The Brut Nature is very elegant but also has an appealing wild element that Pinot Meunièr often gives. So long, so pure, and so much better than many of the hip growers that everyone is drinking. Toasty, nutty nose with every expanding mineral complexity. The palate has supreme elegance, sappy red cherry fruit, incredible concentration and sap. The depth and flavor intensity are world class as are the power, concentration and finesse. Just top top class. The finish is like you just rode a roller coaster - you are left with the long but fleeting memories of the perfection of the palate. This is Brut nature, but not a screecher, like some can be. Simply put this is an astonishing bottle of Champagne and the value for the money is unlike any Brut Nature out there. It is one of those Champagnes that is so balanced, so fine, so elegant, so full of character. you would have no issue paying $60-$80 a bottle. What I love about their Brut Nature in particular is it is so sappy and well-fruited that you swear there has to be sugar in there. Even a little. No. None. Nada. It's like those people spinning plates on sticks. One small mistake of balance and the whole thing comes tumbling down. That is this wine, a perfectly balanced wine that the drinker cannot believe is so balanced despite the odds against it.
A client and a friend just went to La Fete du Champagne in NYC which is pretty much the biggest event stateside for Champagne. He texted me and said, you know I've been reading for years how you kind of trash most Brut Nature because they are too screechy and not balanced, and you know, it's even worse than you say. I liked maybe 2-3 out of 30+ Brut Natures.
Across the board my yearly tasting with Isabelle Perseval of Perseval-Farge was extraordinary as it was revelatory. The flavor intensity is something I hadn't really encountered before in Champagne. The purity, the delineation, the body, the length were all just top class.
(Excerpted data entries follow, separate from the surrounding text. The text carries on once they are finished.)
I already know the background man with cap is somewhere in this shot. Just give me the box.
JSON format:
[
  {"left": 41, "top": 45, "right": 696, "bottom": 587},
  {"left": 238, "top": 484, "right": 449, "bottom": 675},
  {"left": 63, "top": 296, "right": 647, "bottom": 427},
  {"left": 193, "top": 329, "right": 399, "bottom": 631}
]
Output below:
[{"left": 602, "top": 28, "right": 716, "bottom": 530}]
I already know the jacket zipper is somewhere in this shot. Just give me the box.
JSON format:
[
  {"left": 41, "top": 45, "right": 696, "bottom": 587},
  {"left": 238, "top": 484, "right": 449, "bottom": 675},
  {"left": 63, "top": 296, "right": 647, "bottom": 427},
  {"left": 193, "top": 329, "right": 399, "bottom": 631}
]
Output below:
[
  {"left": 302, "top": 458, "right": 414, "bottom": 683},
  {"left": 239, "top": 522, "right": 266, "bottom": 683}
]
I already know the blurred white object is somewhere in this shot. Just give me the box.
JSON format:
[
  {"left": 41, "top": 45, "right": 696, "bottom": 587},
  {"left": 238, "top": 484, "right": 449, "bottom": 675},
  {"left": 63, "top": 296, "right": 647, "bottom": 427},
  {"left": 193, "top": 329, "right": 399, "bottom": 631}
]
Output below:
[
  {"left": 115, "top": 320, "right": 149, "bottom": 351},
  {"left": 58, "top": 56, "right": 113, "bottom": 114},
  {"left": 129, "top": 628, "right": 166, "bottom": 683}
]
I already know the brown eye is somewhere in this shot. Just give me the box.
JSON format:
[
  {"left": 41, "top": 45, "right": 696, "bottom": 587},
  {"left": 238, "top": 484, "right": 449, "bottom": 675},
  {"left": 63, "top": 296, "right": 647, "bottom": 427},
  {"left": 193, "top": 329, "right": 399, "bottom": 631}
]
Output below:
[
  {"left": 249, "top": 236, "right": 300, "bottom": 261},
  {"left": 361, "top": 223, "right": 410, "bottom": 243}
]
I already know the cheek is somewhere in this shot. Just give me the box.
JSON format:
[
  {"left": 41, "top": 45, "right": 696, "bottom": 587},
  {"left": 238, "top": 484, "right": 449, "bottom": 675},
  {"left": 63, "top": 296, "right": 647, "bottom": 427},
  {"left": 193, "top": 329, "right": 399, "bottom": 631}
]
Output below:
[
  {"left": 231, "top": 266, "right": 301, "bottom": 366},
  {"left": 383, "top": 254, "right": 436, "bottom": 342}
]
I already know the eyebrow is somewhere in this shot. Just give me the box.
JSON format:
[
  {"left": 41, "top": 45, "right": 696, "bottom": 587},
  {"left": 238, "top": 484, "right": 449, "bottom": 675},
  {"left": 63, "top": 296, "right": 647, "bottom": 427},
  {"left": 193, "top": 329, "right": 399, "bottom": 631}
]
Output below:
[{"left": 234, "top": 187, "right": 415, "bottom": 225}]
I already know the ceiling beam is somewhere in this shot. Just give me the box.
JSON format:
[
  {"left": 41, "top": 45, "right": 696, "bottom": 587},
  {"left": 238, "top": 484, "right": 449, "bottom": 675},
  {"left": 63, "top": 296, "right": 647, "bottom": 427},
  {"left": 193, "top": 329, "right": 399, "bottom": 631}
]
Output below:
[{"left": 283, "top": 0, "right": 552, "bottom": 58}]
Isabelle asked me which was my favorite, I couldn't answer, then she asked me for top 3, and I reluctantly answered (La Pucelle, Jean Baptiste & the Brut Nature), but that whole lineup was insane. Memories of tasting the Roulout 14s and 13s, Donnhoff '01s, Battenfeld Spanier 15s Prum 05s and other such ethereal tastings in Europe rang into my head, as this annual tasting is always up there. I retasted and then left and reflected on what just happened. I was so giddy and on a cloud on the drive back to Reims. That was just a perfect tasting and a funny counterpoint to getting there as Isabelle had to guide us on the phone as the GPS was possessed and I was late and anxious walking in and then stuck my big nose in that glass and all was right in the world. It's that type of wine. And that type of estate. It's a 5 star Fass Schnozz estate.
The estate is only 4 hectares but like our own Croix Montjoie in Vezelay it is unusual that all the wines they make are from one continuous plot. It's usually not that way in Champagne at all. There are maybe 27 or 28 Clos' in all of Champagne. Not that this is one, but pretty close. They farm sustainably and are very concerned about what their work on the land will affect future generations. They use lower sulfur than most but not at the levels of natural winemakers.